After returning home, Green noticed that there was something fastened to the back of one of the two rare studies of skies that he had bought for an undisclosed sum—it turned out to be another pastel which depicts a jetty and a lighthouse at Le Havre in Normandy, where the legendary artist grew up.
The paper conservator Jane McCausland was hired to remove the tape, which revealed the secret Monet pastel. “We were very excited,” Green told the Guardian. “Pastels by him are incredibly rare. These are a pointer to his future … You can see his fascination with light.”
Moreover, the provenance of the three pastels is phenomenal—it links back directly to the artist, as all are thought to date to 1868, when Monet was still a struggling artist.
They were Monet’s wedding present in 1924 to Anne-Marie Durand-Ruel, the granddaughter of his dealer Paul Durand-Ruel, the first modern art dealer and Impressionist champion, and most recently the subject of a major exhibition at London’s National Gallery.
Starting today, all three rare pastels are on display and up for sale at the London art and antiquities fair Masterpiece, for a combined total of £1.4 million ($2.2 million).

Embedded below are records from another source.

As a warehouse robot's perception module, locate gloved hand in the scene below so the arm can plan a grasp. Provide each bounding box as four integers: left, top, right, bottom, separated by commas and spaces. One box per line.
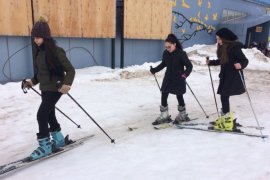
150, 66, 156, 74
181, 74, 187, 79
23, 79, 33, 89
58, 84, 70, 94
205, 56, 210, 65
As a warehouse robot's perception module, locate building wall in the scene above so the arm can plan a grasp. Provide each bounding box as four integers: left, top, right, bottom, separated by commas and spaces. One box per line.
0, 0, 270, 83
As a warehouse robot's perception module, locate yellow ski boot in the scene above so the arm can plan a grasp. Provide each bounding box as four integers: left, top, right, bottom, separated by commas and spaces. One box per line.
213, 112, 235, 131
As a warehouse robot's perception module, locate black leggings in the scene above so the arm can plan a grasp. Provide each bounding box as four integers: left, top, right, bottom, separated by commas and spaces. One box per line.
161, 92, 185, 107
37, 91, 62, 139
220, 95, 230, 114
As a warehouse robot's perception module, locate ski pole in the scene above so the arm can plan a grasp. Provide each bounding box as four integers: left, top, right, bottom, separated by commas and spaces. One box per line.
186, 82, 209, 118
206, 57, 220, 118
150, 66, 161, 91
22, 79, 81, 128
57, 81, 115, 143
67, 93, 115, 143
238, 71, 263, 138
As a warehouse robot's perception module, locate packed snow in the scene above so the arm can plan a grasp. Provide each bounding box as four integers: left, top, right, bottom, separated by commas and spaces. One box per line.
0, 45, 270, 180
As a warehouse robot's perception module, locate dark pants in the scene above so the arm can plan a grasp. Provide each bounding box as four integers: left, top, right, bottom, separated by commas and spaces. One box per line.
161, 92, 185, 107
37, 91, 62, 139
220, 96, 230, 114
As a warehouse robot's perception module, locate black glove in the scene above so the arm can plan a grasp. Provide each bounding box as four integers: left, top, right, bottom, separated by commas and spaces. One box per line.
23, 79, 33, 89
150, 66, 156, 74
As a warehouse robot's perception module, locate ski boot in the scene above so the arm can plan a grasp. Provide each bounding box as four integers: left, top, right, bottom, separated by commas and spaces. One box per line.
30, 137, 52, 161
209, 111, 224, 126
51, 131, 65, 150
213, 112, 236, 131
152, 106, 172, 125
173, 106, 190, 124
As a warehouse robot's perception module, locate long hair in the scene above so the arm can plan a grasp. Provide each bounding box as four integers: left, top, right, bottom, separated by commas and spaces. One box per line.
217, 38, 234, 65
165, 34, 183, 50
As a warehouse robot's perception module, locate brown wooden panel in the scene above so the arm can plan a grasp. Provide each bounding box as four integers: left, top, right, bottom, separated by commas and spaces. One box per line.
124, 0, 172, 39
0, 0, 32, 36
33, 0, 116, 38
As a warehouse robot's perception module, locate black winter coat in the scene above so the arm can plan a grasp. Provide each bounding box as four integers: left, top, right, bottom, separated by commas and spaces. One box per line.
209, 42, 248, 96
154, 49, 193, 95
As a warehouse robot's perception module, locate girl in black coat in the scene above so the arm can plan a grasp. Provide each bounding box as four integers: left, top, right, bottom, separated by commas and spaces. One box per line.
150, 34, 193, 125
206, 28, 248, 131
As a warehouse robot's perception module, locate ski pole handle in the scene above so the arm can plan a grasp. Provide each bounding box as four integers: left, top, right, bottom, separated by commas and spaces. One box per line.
150, 66, 161, 91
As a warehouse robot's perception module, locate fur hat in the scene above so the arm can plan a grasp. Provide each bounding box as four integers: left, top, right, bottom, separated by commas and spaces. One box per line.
31, 16, 51, 39
216, 28, 238, 41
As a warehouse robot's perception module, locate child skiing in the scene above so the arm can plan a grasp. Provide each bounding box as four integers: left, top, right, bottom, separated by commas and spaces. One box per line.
206, 28, 248, 131
23, 17, 75, 160
150, 34, 193, 125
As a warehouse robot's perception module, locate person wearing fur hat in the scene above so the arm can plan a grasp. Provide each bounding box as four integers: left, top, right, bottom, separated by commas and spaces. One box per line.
206, 28, 248, 131
23, 17, 75, 160
150, 34, 193, 125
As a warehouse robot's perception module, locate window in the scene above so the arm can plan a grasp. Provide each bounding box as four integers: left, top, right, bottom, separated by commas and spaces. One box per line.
266, 8, 270, 14
222, 9, 247, 22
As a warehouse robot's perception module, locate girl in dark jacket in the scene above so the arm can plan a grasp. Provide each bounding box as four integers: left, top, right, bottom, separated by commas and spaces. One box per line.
206, 28, 248, 131
150, 34, 193, 125
24, 18, 75, 160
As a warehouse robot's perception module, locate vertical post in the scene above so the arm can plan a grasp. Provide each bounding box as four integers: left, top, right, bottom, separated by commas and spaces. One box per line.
111, 38, 115, 69
120, 1, 125, 68
120, 34, 125, 68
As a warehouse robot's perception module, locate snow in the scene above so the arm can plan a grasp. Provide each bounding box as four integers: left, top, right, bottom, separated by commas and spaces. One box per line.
0, 45, 270, 180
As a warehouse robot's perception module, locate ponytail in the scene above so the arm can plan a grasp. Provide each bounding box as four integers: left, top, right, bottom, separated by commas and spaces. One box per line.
165, 34, 183, 50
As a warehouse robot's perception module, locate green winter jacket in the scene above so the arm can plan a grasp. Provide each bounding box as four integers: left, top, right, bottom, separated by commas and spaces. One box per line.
31, 47, 75, 92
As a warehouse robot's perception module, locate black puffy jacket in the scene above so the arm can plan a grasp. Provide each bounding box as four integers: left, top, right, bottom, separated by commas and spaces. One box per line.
154, 49, 193, 94
209, 42, 248, 96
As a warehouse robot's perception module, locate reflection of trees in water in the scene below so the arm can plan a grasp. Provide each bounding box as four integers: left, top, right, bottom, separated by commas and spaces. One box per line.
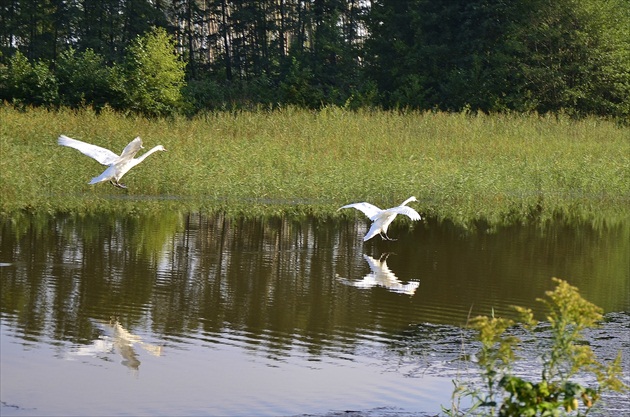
0, 213, 630, 353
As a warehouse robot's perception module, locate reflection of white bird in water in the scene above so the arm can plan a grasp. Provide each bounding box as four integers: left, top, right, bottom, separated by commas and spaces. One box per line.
341, 254, 420, 295
73, 320, 162, 370
339, 197, 421, 242
57, 135, 166, 188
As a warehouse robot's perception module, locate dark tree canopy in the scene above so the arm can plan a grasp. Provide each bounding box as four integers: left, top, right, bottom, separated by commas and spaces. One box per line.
0, 0, 630, 119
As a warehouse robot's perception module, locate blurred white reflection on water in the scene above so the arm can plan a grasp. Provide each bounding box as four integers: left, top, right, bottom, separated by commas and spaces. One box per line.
0, 213, 630, 417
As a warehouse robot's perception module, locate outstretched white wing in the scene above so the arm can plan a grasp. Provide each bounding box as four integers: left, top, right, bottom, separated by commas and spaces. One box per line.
339, 202, 383, 220
385, 206, 420, 220
119, 136, 143, 162
57, 135, 120, 165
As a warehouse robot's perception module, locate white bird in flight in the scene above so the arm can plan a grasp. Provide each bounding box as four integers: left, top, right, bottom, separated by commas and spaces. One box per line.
57, 135, 166, 188
339, 197, 421, 242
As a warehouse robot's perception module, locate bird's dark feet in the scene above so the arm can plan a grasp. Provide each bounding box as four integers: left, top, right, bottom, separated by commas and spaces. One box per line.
110, 180, 127, 189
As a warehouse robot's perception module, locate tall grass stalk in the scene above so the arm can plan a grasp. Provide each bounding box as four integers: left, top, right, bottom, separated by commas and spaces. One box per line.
0, 106, 630, 224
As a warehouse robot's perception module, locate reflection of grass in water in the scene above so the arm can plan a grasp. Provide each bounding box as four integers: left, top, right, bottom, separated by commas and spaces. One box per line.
0, 107, 630, 223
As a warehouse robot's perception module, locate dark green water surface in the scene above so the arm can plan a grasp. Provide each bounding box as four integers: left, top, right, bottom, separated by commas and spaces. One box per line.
0, 212, 630, 416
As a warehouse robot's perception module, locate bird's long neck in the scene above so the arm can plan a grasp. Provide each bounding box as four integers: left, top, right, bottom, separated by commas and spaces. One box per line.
136, 146, 160, 163
401, 197, 415, 206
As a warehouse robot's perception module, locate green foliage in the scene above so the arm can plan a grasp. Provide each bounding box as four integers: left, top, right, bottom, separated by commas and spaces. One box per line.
446, 278, 628, 417
0, 52, 59, 107
55, 49, 120, 109
125, 28, 186, 116
0, 106, 630, 223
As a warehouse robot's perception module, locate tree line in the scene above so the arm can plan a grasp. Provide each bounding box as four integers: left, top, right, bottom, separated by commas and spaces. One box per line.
0, 0, 630, 120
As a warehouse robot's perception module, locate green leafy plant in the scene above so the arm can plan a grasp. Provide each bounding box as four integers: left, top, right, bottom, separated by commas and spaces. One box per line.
444, 278, 628, 416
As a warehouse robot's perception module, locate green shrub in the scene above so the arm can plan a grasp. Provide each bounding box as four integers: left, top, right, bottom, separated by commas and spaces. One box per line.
445, 278, 628, 416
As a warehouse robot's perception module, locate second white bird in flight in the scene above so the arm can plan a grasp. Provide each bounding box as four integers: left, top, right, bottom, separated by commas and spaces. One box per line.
339, 197, 421, 242
57, 135, 166, 188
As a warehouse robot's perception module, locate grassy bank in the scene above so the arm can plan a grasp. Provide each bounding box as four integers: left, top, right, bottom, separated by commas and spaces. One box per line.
0, 107, 630, 223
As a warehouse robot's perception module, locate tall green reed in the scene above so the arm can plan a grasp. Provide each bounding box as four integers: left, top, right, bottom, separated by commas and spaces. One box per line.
0, 106, 630, 223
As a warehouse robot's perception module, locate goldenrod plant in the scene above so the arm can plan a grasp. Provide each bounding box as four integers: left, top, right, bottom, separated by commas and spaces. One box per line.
444, 278, 629, 416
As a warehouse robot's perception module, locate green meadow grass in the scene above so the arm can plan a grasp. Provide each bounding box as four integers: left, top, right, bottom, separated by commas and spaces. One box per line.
0, 106, 630, 224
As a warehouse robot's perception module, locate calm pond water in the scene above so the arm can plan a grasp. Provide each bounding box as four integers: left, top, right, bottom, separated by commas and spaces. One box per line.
0, 213, 630, 416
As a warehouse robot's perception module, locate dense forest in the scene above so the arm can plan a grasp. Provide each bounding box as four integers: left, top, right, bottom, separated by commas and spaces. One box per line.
0, 0, 630, 120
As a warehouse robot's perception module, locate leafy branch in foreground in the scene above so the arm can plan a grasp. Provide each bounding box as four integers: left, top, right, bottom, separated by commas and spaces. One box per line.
444, 278, 628, 416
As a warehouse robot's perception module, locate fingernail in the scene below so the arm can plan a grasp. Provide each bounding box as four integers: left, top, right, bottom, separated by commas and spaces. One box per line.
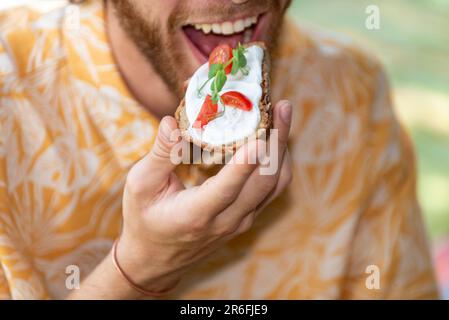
159, 118, 172, 141
281, 101, 292, 125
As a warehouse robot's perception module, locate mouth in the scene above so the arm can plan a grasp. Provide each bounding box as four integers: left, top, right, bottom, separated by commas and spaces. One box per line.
182, 14, 267, 63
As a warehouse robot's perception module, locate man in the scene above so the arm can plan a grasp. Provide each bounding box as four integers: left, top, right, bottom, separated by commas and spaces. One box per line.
0, 0, 436, 299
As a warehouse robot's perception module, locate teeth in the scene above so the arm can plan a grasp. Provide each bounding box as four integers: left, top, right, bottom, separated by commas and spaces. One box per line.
234, 20, 245, 32
243, 29, 253, 43
201, 24, 212, 34
221, 22, 234, 35
193, 16, 258, 35
212, 23, 221, 34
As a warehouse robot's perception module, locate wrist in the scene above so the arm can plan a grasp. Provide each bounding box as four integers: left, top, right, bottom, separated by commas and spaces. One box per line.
111, 238, 181, 296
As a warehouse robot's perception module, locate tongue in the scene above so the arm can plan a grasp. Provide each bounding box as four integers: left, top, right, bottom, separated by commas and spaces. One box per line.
184, 26, 244, 57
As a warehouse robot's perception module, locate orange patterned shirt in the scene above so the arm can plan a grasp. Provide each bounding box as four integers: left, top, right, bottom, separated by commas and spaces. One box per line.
0, 1, 437, 299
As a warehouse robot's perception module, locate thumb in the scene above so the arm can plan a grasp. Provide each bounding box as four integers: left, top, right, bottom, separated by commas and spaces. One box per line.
128, 116, 180, 197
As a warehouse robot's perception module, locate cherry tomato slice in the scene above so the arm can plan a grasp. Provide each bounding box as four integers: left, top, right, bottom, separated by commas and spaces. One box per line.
209, 44, 232, 74
192, 95, 218, 129
221, 91, 253, 111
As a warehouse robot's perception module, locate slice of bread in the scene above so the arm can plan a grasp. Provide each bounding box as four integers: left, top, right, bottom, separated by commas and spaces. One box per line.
175, 42, 273, 154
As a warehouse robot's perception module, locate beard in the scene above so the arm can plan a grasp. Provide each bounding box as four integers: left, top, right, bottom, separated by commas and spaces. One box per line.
111, 0, 291, 98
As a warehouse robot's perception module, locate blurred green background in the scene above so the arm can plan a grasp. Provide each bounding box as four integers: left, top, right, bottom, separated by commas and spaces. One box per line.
290, 0, 449, 239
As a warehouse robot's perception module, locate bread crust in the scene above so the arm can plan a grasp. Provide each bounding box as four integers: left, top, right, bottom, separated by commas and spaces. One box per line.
175, 42, 273, 154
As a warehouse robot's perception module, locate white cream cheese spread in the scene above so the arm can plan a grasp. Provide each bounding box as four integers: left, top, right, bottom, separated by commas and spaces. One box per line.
185, 45, 264, 146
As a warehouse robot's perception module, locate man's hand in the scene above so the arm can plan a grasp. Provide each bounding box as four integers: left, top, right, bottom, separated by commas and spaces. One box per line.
72, 101, 292, 298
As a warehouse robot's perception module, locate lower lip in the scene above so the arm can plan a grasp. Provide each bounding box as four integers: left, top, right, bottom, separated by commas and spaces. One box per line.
183, 13, 268, 64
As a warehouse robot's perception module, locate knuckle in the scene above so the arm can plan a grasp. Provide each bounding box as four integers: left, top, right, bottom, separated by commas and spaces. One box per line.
125, 168, 144, 195
180, 215, 208, 236
218, 223, 239, 237
237, 211, 255, 234
220, 189, 236, 203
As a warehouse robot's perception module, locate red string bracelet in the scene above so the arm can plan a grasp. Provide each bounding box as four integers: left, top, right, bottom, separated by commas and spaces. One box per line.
112, 239, 177, 298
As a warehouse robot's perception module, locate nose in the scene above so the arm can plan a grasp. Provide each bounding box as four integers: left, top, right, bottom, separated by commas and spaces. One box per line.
232, 0, 249, 4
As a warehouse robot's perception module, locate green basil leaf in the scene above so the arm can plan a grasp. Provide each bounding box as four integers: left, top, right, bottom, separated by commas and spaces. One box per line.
231, 57, 240, 75
214, 70, 226, 92
209, 63, 223, 79
238, 51, 247, 68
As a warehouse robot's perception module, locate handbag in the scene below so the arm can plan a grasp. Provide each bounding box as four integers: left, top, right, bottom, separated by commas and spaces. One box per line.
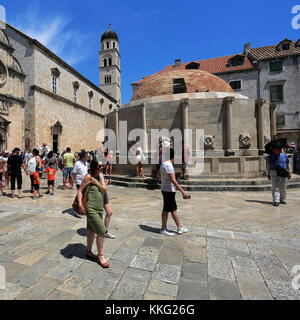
72, 185, 91, 216
277, 166, 289, 178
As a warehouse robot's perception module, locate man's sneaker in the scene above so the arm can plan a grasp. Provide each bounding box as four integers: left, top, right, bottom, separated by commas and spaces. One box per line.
105, 231, 115, 239
74, 211, 82, 219
160, 229, 175, 237
177, 227, 189, 234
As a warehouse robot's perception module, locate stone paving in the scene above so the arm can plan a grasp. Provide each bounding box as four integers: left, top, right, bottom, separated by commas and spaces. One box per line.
0, 172, 300, 300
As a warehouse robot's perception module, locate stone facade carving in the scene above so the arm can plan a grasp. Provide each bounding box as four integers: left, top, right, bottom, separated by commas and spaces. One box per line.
204, 135, 215, 149
239, 134, 251, 149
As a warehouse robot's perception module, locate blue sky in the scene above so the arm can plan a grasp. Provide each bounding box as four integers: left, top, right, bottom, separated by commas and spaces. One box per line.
0, 0, 300, 103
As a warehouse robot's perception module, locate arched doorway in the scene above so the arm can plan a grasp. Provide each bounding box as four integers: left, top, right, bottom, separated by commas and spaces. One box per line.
51, 121, 63, 152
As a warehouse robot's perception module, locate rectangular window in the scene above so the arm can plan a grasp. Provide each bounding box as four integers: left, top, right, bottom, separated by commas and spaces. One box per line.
230, 80, 242, 90
276, 114, 285, 126
52, 76, 57, 94
270, 61, 283, 72
74, 88, 77, 103
281, 43, 291, 50
173, 79, 186, 94
270, 84, 284, 102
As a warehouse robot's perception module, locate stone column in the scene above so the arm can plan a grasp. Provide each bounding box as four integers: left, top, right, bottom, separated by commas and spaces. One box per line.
180, 99, 189, 143
141, 103, 148, 153
223, 97, 234, 156
114, 108, 120, 153
270, 102, 277, 140
256, 99, 266, 154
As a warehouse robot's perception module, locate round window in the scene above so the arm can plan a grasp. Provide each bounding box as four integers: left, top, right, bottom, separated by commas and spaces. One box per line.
0, 61, 7, 85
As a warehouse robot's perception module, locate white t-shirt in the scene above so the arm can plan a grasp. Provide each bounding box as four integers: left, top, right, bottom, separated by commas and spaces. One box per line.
160, 161, 176, 192
73, 160, 88, 185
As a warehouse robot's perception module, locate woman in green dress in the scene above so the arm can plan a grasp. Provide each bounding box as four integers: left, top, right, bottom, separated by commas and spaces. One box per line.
78, 160, 109, 268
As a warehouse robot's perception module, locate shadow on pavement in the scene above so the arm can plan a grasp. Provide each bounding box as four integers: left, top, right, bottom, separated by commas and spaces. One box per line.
77, 228, 87, 237
61, 208, 80, 219
139, 224, 160, 233
60, 243, 86, 260
245, 200, 273, 206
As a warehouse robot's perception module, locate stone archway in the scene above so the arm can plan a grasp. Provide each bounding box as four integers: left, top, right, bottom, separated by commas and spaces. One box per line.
51, 121, 63, 152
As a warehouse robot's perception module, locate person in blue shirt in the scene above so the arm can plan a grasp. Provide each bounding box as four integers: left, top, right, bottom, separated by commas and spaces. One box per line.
267, 143, 291, 207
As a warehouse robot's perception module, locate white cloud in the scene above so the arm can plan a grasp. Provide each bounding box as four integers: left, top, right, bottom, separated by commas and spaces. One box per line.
9, 4, 91, 66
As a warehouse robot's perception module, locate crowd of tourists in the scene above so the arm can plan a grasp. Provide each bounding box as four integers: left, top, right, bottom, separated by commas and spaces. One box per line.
0, 136, 300, 268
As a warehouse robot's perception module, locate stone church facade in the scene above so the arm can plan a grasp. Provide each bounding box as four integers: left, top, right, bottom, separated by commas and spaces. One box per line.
0, 30, 25, 152
0, 24, 120, 152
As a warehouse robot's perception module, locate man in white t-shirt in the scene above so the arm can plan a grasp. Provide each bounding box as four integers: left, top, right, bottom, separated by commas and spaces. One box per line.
160, 148, 190, 236
72, 150, 89, 190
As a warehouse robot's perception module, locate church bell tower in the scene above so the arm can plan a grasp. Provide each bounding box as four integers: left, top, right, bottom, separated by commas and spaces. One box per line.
99, 25, 121, 106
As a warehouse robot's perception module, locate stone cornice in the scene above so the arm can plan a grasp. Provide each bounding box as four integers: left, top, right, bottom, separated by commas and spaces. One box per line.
7, 67, 26, 80
31, 86, 104, 118
0, 93, 26, 106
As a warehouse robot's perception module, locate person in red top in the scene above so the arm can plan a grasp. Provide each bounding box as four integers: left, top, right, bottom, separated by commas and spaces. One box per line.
32, 168, 41, 200
46, 162, 56, 196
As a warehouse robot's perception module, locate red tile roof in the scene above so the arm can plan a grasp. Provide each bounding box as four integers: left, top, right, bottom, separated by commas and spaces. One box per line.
249, 40, 300, 61
131, 68, 234, 101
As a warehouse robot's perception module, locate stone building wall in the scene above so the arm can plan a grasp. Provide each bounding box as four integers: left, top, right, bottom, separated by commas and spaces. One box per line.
34, 48, 116, 114
6, 103, 24, 152
0, 30, 25, 152
5, 25, 117, 151
4, 25, 35, 147
34, 91, 104, 152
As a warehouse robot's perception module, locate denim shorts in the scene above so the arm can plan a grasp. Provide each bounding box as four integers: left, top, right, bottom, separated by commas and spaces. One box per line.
64, 167, 73, 178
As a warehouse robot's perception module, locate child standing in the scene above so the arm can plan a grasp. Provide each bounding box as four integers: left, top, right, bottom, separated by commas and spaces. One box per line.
32, 168, 41, 200
46, 162, 56, 196
267, 143, 291, 207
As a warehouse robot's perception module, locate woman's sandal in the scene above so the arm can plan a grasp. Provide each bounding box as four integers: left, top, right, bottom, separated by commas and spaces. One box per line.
85, 250, 98, 261
97, 254, 109, 269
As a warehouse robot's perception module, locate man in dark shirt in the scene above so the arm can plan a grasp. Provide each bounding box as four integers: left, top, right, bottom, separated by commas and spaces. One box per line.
7, 148, 26, 199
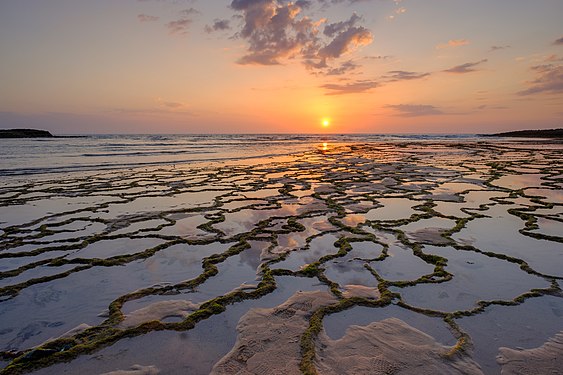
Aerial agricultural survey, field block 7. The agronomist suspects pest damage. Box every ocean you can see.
[0,134,476,176]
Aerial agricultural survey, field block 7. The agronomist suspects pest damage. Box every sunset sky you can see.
[0,0,563,134]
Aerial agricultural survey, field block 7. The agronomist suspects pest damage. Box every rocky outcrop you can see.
[0,129,53,138]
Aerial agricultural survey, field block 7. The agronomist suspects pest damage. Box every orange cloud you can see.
[436,39,470,49]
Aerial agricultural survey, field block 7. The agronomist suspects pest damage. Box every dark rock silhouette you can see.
[481,128,563,138]
[0,129,53,138]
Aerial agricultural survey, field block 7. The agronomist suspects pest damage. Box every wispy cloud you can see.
[325,60,360,76]
[383,70,431,82]
[166,18,192,35]
[231,0,373,72]
[385,104,445,117]
[436,39,470,49]
[518,64,563,95]
[489,45,511,52]
[321,80,379,95]
[444,59,488,74]
[205,19,231,33]
[137,14,160,22]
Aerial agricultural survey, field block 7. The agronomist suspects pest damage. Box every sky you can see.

This is a momentous event, since, according to the gallery, the pastels have not been exhibited since 1928 and the 2014 auction marked their very first outing in the art market, as they had remained within the Durand-Ruel family until then.
“It’s very unusual to have three Monet pastels,” Susan Morris, senior researcher at Richard Green gallery, told the Guardian. “They really don’t come up that much. It’s also exciting to have it from Durand-Ruel, the man who created Monet’s career.”
Finding pieces taped to the back of works, or hidden in frames is a far more usual occurrence than it might seem at first. Last February, the Barnes Foundation in Philadelphia discovered two previously unknown sketches by Paul Cézanne on the backs of two important watercolors that hang in the galleries of the foundation.